Saturday, October 22, 2016

Do you find elements of misoginy in Pope's portrait of Belinda?

The short answer is yes. Pope portrays Belinda largely as superficial and coquettish in a way that he judges detrimental to men:

This nymph, to the destruction of mankind,
Nourish'd two locks, which graceful hung behind.

The use of the word "destruction" is a typically mock-heroic exaggeration, but underlying this one can sense a subtle resentment by Pope of an attractive woman.
On the surface the misogyny, such as it is, comes off as playful, and Belinda is redeemed by the fact of her having inspired Pope to write what he self-consciously (and as it turns out, correctly) assumes will be remembered as a great poetic work:

This lock, the Muse shall consecrate to fame,
And midst the stars inscribe Belinda's name.

Here, Pope has none of the seething anger his friend Swift portrays in poetry about women. But elsewhere in his works, Pope would later much more acerbically depict women.
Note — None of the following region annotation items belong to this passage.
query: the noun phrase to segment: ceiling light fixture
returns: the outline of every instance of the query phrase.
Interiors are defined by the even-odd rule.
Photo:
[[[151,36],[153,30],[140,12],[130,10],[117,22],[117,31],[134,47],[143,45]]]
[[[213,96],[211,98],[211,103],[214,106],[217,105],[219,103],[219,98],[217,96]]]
He fell in love with the writer Mary Wortley Montagu, and at first alluded indirectly to his feelings for her in the closing lines of Eloisa to Abelard. But when she later evidently rejected him, Pope scathingly ridiculed her, referring to her as "Sappho" and using language that was demeaning and crude. We can partly excuse Pope not so much because the standards of his time were far different from our own, but because his criticisms of other men were, in general, at least as bad as those he directed against women.